David Ake - Lake Effect - (Positone)
Pianist and jazz scholar Ake, along with brilliant saxophonist Peter Epstein and a powerful rhythm section, bassist Sam Minae, and drummer Mark Ferber have created an album that displays maturity of vision, profundity of thought and excellence in execution. The compositions, (and I believe they are very calculated compositions not extended improvisations, but it matters not) contain profound melodic structures that satisfy this listener's need for complete and discrete works something akin to a Mozart sonata. This is not to be critical of all the various structures and anti-structures in modern jazz, it just to say that Ake does what he does, writing brilliant and complex songs that build on traditional order, theme/exposition, variation, recapitulation, with an inevitability and thoughtfulness that for me is a constant delight. I hesitate to single out any of the extraordinary tunes here, but "Two Stones", "Lake Effect", and the piano solo "Lone Pine" get my vote for classics. P.S. Often I have found new music in the course of reading. Here after listening to Ake's music, for the first time, I have discovered a new book (his "Jazz/Not Jazz") .

Joe Lovano/Dave Douglas - Sound Prints - (Blue Note)
In contrast, another wonderful new release is the zenderful interplay displayed by saxmeister Lovano, trumpeter Douglas, pianist Lawrence Fields, bassist, Linda Oh, and Joey Baron on drums (a key part of John Zorn's sound if you are keeping track). Free jazz, the party's always going on. Unlike Ake's Lake Effect reviewed above, these tunes aren't about beginnings middles and ends. They are all middles exploding every which way. Moment to moment, this recording done at the 2013's Monterey Jazz Festival is live and alive.

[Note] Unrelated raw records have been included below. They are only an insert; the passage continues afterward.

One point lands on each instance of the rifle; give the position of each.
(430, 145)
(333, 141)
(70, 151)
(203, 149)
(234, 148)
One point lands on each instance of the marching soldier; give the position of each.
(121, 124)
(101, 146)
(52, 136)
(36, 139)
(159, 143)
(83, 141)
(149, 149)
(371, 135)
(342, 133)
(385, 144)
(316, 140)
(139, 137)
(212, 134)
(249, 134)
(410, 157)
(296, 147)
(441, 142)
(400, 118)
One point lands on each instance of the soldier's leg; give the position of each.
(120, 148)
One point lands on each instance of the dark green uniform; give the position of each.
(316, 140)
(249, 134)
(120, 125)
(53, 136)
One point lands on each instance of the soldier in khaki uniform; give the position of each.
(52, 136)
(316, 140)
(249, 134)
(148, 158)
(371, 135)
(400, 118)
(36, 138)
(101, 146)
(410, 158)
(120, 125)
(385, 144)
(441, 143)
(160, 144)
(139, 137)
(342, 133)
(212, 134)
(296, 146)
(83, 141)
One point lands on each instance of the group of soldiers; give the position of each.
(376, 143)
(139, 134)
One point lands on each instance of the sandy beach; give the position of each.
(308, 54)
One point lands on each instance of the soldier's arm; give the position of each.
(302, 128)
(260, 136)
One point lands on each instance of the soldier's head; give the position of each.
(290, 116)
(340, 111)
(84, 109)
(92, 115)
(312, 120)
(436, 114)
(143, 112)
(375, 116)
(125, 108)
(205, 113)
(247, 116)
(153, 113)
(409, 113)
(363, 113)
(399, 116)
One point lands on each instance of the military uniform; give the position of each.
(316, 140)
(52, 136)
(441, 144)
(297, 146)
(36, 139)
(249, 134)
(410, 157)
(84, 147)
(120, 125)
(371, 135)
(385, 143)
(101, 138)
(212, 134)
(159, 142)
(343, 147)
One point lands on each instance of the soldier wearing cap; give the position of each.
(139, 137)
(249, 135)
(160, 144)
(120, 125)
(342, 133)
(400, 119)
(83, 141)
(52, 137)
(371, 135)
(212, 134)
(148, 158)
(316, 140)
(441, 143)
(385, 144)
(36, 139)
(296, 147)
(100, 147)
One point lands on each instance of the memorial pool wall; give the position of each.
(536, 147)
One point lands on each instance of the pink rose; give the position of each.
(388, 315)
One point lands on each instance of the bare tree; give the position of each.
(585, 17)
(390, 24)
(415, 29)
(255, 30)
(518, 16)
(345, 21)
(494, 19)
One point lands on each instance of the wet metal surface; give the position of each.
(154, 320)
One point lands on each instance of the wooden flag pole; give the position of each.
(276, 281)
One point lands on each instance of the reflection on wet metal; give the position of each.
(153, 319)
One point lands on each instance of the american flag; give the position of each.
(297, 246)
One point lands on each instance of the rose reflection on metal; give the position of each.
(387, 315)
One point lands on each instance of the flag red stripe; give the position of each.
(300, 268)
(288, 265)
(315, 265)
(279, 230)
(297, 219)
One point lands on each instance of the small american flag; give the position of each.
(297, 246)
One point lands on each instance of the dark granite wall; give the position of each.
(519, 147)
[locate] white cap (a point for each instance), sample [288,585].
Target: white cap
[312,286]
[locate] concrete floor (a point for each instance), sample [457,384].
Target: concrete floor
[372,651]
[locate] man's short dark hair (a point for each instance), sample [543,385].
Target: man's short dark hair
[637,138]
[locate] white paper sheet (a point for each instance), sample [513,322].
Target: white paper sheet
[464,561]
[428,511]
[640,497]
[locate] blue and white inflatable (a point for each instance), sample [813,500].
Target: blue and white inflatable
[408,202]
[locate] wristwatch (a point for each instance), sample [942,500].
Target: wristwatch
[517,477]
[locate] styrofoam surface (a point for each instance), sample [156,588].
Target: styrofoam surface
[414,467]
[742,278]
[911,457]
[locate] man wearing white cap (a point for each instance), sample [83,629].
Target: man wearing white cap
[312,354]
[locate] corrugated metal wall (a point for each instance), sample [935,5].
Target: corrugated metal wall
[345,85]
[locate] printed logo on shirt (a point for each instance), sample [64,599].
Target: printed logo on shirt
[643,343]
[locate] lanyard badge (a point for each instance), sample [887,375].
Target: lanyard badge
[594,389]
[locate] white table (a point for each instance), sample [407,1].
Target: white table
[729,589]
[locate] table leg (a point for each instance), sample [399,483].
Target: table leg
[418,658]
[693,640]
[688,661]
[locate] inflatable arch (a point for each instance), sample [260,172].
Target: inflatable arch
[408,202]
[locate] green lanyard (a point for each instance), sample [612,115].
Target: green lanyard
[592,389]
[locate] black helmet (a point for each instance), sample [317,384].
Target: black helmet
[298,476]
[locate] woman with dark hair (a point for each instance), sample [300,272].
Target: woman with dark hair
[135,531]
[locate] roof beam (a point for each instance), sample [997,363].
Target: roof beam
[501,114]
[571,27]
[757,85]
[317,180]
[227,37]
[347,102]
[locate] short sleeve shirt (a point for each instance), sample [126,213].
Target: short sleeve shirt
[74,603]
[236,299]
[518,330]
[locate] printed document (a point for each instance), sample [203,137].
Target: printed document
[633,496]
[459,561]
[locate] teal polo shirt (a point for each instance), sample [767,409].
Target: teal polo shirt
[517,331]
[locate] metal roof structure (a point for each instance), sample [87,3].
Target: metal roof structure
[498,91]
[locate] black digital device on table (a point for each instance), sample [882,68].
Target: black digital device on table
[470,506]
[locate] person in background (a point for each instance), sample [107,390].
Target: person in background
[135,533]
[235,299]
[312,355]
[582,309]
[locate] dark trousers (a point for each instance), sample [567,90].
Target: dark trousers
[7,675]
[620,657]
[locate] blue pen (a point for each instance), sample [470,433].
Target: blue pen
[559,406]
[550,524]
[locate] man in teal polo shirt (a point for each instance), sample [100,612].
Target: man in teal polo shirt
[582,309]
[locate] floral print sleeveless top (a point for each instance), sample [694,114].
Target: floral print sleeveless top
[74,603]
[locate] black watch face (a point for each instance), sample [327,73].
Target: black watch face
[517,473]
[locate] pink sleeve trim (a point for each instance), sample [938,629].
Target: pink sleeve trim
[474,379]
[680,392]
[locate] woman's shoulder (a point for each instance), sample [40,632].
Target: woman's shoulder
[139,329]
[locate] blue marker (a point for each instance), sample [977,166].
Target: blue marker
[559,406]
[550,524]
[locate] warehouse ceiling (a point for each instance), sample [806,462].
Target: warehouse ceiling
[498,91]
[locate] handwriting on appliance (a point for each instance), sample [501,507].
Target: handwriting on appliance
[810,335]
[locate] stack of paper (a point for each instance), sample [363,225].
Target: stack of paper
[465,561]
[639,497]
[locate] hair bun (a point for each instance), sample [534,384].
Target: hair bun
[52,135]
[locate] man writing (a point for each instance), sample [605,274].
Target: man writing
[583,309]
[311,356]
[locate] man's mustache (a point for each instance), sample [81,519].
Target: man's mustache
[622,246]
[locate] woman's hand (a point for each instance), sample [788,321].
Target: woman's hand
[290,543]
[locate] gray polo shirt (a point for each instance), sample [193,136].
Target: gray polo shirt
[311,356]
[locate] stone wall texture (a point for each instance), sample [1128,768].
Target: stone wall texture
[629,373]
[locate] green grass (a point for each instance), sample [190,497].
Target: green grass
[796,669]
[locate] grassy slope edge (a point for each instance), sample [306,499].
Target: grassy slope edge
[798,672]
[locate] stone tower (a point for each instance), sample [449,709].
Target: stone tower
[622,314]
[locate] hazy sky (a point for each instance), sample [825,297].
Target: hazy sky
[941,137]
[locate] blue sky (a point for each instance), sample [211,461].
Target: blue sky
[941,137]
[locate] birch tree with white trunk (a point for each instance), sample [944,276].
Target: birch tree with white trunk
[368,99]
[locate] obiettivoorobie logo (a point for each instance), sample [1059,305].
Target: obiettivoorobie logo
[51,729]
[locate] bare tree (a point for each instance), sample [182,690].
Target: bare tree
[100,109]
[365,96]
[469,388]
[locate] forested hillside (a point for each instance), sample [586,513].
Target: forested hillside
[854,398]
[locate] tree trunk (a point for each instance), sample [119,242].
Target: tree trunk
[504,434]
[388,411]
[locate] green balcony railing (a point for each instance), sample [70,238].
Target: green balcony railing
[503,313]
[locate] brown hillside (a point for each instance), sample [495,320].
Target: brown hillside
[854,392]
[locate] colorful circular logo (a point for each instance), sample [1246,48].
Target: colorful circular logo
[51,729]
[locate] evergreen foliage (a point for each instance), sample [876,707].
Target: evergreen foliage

Oded Lev-Ari - Threading - (Anzic Records)
Deep and mellow is this fellow. The tunes swing gently, mid tempo blues and yiddishe jazz from the glory days re-imagined by this pianist and master arranger. It's all very fine. My favorite composition is a neo-classical piece, "Voices", that builds with majesty and grace before resolving into an unnerving tension leading back into a stately crescendo guided by Anat Cohen's clarinet part with the strings that deconstruct the initial theme.